Biographies and documentaries
Clemente's life has been the subject of numerous books, articles, and documentaries:

1968, 1973: Roberto Clemente, Batting King by Arnold Hano"Arnold Hano's Paperback Edition, 'Roberto Clemente, Batting King'". The Indiana Gazette. May 26, 1973. p. 7.

1973: Roberto Clemente by Ira Miller (UPI)

1973: "Numero Uno" Roberto! by Bill Christine

1973: Clemente! by Kal Wagenheim

1973: A Touch Of Royalty, a documentary narrated in English and Spanish versions by Puerto Rican Academy Award winner actor José Ferrer.

1973: Olu Clemente — The Philosopher of Baseball, a bilingual play featuring poetry, music and dancing, by Miguel Algarin and Jesús Abraham Laviera, performed on August 30, 1973, at the Delacorte Theatre, Central Park, and published in 1979 in Nuevos pasos: Chicano and Puerto Rican drama by Nicolás Kanellos and Jorge A. Huerta.

1974: Who Was Roberto? A Biography of Roberto Clemente by Phil Musick 

1993:  Roberto Clemente: A Video Tribute to One of Baseball's Greatest Players and a True Humanitarian, documentary directed by Rich Domich and Michael Kostel, narrated by Puerto Rican actors Raul Julia (in Spanish) and Héctor Elizondo (in English).

2006: Clemente: The Passion and Grace of Baseball's Last Hero by David Maraniss.

2008: "Roberto Clemente": One-hour biography as part of the Public Broadcasting Service history series, American Experience which premiered on April 21, 2008. The film is directed by Bernardo Ruiz, narrated by Jimmy Smits and features interviews with Vera Clemente, Orlando Cepeda and George F. Will. The production received an ALMA Award.

2010: Chasing 3000 a movie based on a true story of two kids who travel from Los Angeles to Pittsburgh hoping to see Clemente's 3,000th hit.

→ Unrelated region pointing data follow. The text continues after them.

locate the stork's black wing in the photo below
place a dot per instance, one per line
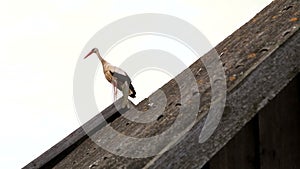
(121, 78)
(124, 78)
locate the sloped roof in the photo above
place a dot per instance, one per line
(259, 59)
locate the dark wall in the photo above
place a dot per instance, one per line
(271, 140)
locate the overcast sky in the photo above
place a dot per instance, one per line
(41, 42)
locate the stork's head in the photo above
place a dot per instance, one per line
(94, 50)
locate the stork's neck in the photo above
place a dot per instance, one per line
(101, 59)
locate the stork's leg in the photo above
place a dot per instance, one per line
(125, 91)
(114, 83)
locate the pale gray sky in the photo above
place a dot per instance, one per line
(41, 42)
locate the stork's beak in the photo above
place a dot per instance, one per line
(91, 52)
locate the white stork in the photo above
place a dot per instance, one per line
(117, 77)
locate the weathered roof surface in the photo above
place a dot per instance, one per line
(259, 59)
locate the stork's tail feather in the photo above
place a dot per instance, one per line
(132, 91)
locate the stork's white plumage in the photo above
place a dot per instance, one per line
(117, 77)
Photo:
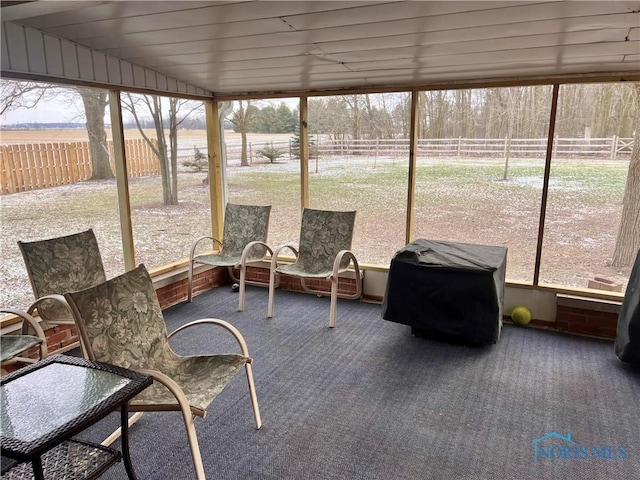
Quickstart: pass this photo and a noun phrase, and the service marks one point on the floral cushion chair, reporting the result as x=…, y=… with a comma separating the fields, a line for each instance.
x=325, y=252
x=59, y=265
x=121, y=323
x=12, y=345
x=243, y=241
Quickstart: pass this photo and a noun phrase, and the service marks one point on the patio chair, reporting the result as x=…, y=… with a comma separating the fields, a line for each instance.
x=121, y=323
x=243, y=241
x=59, y=265
x=325, y=243
x=13, y=345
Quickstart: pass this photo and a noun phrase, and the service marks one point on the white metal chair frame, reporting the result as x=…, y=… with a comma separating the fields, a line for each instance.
x=28, y=321
x=183, y=405
x=242, y=265
x=188, y=414
x=333, y=278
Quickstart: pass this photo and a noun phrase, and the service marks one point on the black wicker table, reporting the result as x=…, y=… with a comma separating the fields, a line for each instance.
x=45, y=404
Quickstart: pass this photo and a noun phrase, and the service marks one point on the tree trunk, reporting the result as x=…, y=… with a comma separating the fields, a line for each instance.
x=173, y=141
x=628, y=240
x=95, y=102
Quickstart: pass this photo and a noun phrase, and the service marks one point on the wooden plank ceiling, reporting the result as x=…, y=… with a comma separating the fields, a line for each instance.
x=255, y=47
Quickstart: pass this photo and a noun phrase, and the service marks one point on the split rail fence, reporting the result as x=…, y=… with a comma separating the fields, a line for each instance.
x=33, y=166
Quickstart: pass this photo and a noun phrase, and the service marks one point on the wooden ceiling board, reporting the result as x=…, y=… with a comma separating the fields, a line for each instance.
x=180, y=14
x=84, y=12
x=24, y=10
x=463, y=14
x=381, y=13
x=201, y=39
x=472, y=34
x=548, y=54
x=258, y=46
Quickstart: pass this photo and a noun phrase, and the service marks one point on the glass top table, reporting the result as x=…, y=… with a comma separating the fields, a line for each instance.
x=43, y=405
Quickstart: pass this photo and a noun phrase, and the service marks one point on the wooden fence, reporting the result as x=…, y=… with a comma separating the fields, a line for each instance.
x=33, y=166
x=604, y=148
x=600, y=148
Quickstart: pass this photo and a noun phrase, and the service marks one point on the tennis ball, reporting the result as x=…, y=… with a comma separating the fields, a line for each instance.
x=521, y=316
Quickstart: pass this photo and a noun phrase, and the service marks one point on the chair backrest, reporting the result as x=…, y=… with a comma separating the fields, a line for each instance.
x=244, y=224
x=120, y=321
x=322, y=235
x=60, y=265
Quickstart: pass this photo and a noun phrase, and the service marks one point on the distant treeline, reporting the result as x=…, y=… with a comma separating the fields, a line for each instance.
x=42, y=126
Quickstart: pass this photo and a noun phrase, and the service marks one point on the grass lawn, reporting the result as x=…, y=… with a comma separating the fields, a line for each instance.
x=458, y=200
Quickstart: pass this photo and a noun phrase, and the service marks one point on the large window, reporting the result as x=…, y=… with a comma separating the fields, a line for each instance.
x=480, y=168
x=591, y=158
x=57, y=177
x=358, y=160
x=167, y=163
x=262, y=167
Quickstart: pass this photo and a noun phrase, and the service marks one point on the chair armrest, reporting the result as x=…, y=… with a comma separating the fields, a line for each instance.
x=338, y=259
x=173, y=387
x=54, y=296
x=192, y=252
x=28, y=320
x=247, y=249
x=276, y=254
x=221, y=323
x=336, y=270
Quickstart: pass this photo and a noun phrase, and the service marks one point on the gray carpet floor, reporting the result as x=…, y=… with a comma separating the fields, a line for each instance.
x=367, y=400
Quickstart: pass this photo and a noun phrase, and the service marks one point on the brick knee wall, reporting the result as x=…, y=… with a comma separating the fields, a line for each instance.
x=586, y=322
x=587, y=317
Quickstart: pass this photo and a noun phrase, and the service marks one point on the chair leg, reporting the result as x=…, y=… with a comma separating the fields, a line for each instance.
x=334, y=302
x=193, y=445
x=272, y=287
x=118, y=431
x=190, y=282
x=254, y=397
x=243, y=278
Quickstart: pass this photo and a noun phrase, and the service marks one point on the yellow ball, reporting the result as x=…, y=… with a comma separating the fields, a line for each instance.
x=521, y=316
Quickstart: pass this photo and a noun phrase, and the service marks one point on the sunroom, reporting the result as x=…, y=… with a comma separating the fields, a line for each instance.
x=512, y=124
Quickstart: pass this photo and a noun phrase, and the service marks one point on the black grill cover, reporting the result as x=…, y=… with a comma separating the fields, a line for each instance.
x=448, y=289
x=627, y=344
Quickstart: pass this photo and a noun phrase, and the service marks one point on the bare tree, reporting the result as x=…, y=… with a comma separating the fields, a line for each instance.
x=240, y=118
x=165, y=151
x=17, y=95
x=628, y=239
x=95, y=103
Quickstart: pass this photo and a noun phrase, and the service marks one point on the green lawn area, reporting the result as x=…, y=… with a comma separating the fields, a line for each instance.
x=459, y=200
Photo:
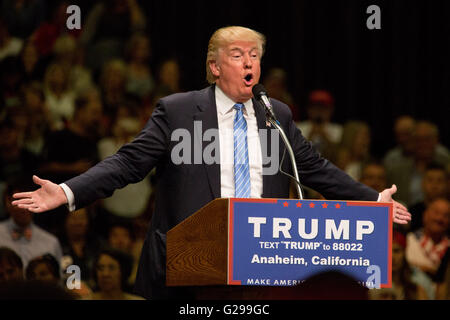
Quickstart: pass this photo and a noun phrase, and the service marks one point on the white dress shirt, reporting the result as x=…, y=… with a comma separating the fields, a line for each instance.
x=225, y=117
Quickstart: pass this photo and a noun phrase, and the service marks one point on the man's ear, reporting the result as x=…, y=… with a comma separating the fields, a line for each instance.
x=215, y=68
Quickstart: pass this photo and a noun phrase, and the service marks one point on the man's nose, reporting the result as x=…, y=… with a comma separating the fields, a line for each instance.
x=248, y=63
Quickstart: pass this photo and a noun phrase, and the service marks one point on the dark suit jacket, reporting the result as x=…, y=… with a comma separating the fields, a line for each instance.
x=183, y=189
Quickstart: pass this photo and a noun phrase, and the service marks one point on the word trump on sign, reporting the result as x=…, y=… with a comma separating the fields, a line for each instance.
x=283, y=226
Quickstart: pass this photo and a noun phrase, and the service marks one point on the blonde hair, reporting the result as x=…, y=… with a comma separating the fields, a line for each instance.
x=223, y=37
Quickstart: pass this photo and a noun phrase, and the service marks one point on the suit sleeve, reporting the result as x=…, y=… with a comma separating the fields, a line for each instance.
x=321, y=175
x=130, y=164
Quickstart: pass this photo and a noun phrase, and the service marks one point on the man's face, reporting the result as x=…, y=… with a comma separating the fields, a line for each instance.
x=238, y=69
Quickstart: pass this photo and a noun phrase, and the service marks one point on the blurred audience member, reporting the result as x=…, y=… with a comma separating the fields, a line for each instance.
x=149, y=103
x=44, y=268
x=319, y=129
x=71, y=151
x=427, y=246
x=111, y=271
x=373, y=174
x=71, y=56
x=404, y=136
x=434, y=185
x=121, y=236
x=32, y=65
x=10, y=81
x=442, y=278
x=11, y=265
x=9, y=46
x=38, y=117
x=20, y=233
x=139, y=77
x=407, y=175
x=275, y=83
x=22, y=17
x=354, y=150
x=80, y=244
x=15, y=160
x=113, y=85
x=169, y=76
x=108, y=27
x=45, y=36
x=59, y=96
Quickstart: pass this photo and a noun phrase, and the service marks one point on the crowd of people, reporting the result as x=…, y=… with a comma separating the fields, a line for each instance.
x=70, y=98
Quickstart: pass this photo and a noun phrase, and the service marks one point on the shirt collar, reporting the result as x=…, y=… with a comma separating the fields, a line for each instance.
x=225, y=104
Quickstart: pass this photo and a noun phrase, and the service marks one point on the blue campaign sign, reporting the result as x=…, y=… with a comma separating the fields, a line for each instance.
x=282, y=242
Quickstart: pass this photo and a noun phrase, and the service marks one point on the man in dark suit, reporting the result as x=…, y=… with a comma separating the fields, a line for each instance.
x=233, y=68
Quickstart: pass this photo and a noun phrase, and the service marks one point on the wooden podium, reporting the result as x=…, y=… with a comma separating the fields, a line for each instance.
x=197, y=251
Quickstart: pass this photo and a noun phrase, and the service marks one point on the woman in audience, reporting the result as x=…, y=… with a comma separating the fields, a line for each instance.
x=111, y=271
x=354, y=150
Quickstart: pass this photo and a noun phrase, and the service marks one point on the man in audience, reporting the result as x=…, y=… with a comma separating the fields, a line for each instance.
x=11, y=266
x=407, y=175
x=434, y=186
x=73, y=150
x=426, y=246
x=324, y=134
x=404, y=136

2011: 21: The Story of Roberto Clemente was released, a graphic novel by Wilfred Santiago (published by Fantagraphics) detailing Clemente's life in a comic-book format. In their USA Today Magazine article titled "Saluting Pittsburgh's Finest" Richard E. Vatz and Lee S. Weinberg said Clemente was "arguably the best in the history of the game" and stated that "understanding the magnitude of Roberto Clemente requires an appreciation of the gestalt of his presence, which was greater than the sum of his statistics".

2011: DC-7: The Roberto Clemente Story, a bilingual musical about Clemente's life, had its world premiere in November 2011 with a full house at the Teatro SEA in Manhattan before moving to New York's Puerto Rican Traveling Theatre for a successful seven-week run. The show ran from December 6 through December 16, 2012 at Puerto Rico's Teatro Francisco Arrivi.

2013: Baseball's Last Hero: 21 Clemente Stories, the first feature dramatic film on Clemente's life was finished by California filmmaker and Pittsburgh native Richard Rossi. Rossi returned to Pittsburgh to premiere his film on Roberto Clemente's birthday, August 18, 2013  before exhibiting the film in New York, other cities, and DVD.

 Influence on players today 

Roberto Clemente's influence on Puerto Rican baseball players was very similar to that of Jackie Robinson for African American baseball players. While he was not the first Puerto Rican to play in Major League Baseball, he was arguably the most notable to play in his time; As with Robinson, Clemente faced discrimination and disrespect while playing in MLB.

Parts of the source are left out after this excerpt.